Israel has always maintained the attack was a tragic mistake, a case of friendly fire in the fog of war. The Israeli government apologized and paid compensation to the victims’ families. American and Israeli commissions of inquiry concluded the attack was an accident.
But published documents from the Israel State Archives tell a more complicated story.
“The Americans have findings that show our pilots were in fact aware the ship was American,” reads a Foreign Ministry cable from the Israeli embassy in New York to Jerusalem, unearthed by historian Adam Raz.
Another document, marked “Urgent,” warns: “We must change the abovementioned letter, because we certainly won’t be able to say there is no basis for the accusation that the identity of the ship was determined by Israeli planes prior to the attack.”
The attack occurred amid the Six-Day War, the lightning Arab-Israeli conflict that began on June 5, 1967, and ended in a decisive Israeli victory. The Liberty had been ordered to remain more than 100 miles from the coast. At the time of the attack, it was about 25 miles northeast of the Sinai, well within international waters.
Lt. Cmdr. Philip Armstrong Jr., the executive officer, was killed. Cmdr. William L. McGonagle, the commanding officer, was awarded the Medal of Honor. He stood on the bridge, his own leg torn open, steering the crippled ship toward Malta while refusing Israeli offers of assistance due to the sensitive nature of the Liberty’s mission.
Historians remain divided. Michael Oren, former Israeli ambassador to the United States and a Kulanu party lawmaker, told Haaretz in 2017: “There is no doubt. Not even the smallest percentage. I’ve taken part in wars. I know what friendly fire is. It was a classic screw-up.”
But Oren also acknowledged the persistence of the questions: “What continues to fuel these conspiracy theories? The subject is revived every few years. It is part of a theory that Israel spies on the United States. As Israel’s ambassador to the United States I saw this undercurrent, which is also sometimes anti-Semitic.”

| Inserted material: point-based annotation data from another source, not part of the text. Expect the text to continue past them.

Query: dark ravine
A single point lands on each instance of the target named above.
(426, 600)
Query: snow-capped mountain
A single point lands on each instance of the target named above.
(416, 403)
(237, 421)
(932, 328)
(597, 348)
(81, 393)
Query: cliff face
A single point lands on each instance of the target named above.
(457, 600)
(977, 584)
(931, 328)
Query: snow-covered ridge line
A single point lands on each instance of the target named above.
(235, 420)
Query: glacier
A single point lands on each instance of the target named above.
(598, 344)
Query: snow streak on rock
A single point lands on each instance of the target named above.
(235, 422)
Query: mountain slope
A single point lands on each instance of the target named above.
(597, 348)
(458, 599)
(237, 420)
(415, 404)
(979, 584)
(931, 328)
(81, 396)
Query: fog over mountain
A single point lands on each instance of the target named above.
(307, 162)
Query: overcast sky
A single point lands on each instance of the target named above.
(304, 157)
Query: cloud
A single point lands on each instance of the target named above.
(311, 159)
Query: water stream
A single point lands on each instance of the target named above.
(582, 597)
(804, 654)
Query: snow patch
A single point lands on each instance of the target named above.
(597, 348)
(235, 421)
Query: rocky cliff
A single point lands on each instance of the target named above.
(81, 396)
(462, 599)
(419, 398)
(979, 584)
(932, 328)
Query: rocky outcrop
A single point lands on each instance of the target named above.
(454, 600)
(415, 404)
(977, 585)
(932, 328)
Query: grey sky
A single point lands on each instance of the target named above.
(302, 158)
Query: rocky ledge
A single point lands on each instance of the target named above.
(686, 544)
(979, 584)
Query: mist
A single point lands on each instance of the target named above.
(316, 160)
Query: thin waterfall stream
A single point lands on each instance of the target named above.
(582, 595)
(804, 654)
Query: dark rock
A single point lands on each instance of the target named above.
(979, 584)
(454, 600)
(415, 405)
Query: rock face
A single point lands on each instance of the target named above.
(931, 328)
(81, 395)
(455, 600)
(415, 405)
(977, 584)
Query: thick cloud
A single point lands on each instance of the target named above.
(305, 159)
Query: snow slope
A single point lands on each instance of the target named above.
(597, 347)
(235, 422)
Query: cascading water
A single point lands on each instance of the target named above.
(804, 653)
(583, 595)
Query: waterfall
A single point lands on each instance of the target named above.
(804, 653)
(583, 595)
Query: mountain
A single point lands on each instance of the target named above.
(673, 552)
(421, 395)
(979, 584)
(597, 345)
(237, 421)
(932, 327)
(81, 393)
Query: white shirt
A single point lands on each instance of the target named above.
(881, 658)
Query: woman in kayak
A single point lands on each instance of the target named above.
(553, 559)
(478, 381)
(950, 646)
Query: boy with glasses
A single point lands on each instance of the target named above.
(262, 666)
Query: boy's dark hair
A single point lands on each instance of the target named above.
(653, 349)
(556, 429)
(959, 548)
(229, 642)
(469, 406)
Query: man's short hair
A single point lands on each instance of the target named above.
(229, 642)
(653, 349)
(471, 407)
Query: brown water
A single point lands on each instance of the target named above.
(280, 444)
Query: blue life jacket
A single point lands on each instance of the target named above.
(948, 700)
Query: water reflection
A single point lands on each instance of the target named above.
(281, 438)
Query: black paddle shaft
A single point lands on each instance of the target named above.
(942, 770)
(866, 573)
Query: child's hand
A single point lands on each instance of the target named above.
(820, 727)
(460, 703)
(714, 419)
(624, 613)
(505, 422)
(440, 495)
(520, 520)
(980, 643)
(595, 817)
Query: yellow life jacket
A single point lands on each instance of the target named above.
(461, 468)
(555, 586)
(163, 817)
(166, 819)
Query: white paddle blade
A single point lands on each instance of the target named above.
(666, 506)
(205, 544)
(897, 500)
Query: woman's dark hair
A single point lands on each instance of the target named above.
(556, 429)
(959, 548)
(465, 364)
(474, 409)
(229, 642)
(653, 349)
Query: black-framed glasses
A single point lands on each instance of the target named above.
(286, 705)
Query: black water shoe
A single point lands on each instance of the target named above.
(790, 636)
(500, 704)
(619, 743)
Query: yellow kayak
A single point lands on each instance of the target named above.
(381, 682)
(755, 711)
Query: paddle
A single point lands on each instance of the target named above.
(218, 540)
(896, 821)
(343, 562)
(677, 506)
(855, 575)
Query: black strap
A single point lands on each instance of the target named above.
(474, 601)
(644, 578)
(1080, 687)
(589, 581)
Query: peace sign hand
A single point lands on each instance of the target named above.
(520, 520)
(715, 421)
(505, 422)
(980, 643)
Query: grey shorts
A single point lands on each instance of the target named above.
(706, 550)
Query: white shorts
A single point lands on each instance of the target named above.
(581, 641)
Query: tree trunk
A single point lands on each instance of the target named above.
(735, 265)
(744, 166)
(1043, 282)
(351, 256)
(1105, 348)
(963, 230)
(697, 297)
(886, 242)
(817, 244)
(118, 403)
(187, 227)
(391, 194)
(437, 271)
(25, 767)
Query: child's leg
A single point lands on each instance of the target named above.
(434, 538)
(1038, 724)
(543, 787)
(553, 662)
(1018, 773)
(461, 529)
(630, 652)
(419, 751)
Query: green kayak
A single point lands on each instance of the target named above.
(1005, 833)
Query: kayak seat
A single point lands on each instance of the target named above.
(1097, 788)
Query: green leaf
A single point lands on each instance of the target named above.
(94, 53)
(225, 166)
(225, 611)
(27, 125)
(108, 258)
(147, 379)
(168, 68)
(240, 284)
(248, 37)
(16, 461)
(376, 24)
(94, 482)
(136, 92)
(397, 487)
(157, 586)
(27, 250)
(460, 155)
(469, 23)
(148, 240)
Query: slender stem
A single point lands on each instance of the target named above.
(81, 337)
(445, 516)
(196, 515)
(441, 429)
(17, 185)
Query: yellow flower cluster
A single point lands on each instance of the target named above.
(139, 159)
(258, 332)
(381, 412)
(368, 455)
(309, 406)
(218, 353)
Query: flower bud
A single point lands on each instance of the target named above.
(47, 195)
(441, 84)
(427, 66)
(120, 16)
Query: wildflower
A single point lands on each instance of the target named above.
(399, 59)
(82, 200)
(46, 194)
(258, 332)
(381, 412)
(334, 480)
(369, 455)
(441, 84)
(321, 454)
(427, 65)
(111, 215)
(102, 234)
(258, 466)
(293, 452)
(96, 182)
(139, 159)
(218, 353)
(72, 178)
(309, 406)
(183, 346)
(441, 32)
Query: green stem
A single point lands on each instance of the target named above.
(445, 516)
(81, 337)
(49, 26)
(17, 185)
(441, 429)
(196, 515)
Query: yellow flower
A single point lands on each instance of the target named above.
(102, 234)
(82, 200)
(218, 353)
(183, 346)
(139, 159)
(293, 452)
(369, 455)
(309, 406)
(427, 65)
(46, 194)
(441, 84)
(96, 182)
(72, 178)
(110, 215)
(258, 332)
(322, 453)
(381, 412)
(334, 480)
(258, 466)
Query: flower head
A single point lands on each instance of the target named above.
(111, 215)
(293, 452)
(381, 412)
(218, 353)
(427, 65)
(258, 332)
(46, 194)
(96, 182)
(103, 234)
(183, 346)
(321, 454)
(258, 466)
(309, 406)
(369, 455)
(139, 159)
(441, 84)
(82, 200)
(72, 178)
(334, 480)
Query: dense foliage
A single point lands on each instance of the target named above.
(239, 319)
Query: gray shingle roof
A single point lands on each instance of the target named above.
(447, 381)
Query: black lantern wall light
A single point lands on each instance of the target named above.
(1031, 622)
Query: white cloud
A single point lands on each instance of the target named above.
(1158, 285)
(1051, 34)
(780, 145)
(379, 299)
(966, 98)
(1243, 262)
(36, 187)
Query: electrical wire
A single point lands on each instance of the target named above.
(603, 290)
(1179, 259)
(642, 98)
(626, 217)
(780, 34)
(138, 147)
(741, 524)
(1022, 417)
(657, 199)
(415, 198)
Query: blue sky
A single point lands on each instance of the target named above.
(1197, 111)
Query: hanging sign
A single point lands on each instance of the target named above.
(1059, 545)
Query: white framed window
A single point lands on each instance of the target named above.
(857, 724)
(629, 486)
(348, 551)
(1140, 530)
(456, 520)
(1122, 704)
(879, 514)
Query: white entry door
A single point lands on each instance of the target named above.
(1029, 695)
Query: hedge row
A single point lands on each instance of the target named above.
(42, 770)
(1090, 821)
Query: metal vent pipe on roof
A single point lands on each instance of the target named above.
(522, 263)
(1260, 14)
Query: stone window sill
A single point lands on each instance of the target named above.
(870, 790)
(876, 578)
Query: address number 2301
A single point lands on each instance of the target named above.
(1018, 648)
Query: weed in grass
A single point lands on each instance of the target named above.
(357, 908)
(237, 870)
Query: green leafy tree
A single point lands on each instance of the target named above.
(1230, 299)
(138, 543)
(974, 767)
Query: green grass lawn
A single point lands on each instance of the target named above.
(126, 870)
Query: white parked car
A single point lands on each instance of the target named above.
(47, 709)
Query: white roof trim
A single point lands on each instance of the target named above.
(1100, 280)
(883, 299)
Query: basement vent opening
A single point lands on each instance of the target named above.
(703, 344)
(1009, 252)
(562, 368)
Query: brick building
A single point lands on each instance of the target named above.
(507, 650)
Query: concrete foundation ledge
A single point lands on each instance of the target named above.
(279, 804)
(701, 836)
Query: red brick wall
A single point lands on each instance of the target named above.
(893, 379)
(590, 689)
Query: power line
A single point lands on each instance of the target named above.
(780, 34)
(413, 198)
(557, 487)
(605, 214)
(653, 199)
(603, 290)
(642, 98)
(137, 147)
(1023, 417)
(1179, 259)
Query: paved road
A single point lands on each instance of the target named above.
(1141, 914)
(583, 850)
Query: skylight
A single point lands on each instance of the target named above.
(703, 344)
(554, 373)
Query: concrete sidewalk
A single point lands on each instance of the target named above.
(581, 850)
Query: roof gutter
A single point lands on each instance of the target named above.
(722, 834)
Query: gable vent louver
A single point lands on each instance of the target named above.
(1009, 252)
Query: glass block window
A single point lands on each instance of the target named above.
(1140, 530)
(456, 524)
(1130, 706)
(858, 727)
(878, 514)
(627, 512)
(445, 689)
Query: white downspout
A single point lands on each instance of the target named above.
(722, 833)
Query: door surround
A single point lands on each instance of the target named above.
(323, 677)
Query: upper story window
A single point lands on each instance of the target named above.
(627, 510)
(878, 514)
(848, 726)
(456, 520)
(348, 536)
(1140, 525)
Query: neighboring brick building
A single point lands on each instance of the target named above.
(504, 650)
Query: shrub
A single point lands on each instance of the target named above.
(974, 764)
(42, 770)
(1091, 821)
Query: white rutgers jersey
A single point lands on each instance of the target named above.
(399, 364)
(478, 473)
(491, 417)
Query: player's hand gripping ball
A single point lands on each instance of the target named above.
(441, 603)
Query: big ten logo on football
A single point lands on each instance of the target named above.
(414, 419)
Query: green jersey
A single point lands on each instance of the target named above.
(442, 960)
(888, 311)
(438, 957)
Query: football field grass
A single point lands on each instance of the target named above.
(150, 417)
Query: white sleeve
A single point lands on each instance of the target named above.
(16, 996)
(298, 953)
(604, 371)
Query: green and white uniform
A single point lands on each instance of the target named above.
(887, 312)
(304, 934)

Tom Segev, the Israeli historian, wrote in 2012: “None of the four people who could have ordered an attack on an American ship — Prime Minister Levi Eshkol, Mossad chief Meir Amit, Defense Minister Moshe Dayan, and Chief of Staff Yitzhak Rabin — was daring and crazy to that extent.”
Yet Segev added a note that has never fully closed: “A number of questions still hover over the affair, and these nourish the conspiracy theories.”
One of those questions comes from the Israeli embassy’s own cable warning of a “malignant wound” in relations. “Do you realize that the president is also the supreme commander of the U.S. armed forces?” the telegram asked.
The embassy urged Israel to announce prosecutions before the American report was published, to create “the impression, both to the U.S. government and the public here, that the attack on the ship was not the result of malicious intent by the Israeli government — I repeat, the Israeli government.”
The Liberty was awarded the Presidential Unit Citation. It was stricken from the Naval Vessel Register in 1970 and sold for scrap. The 34 sailors’ names are carved in stone at Arlington National Cemetery.
On Yom Yerushalayim, Jerusalem Day, when Israel celebrates the reunification of the city and the victories of the Six-Day War, the Liberty is rarely mentioned. The March of the Flags proceeds through the Old City. The Western Wall fills with singing. The dead of June 8, 1967, are not part of the official memory.
Survivors of the Liberty, along with some historians, claim the investigations were cover-ups and that the Israelis attacked the ship fully aware it was an American vessel. They believe the U.S. government avoided uncovering the truth to protect its relationship with Israel.
But the documents remain in the archives. The hole in the starboard side remains in the photographs. And the question — mistake or murder — remains unanswered for the families who buried their sons.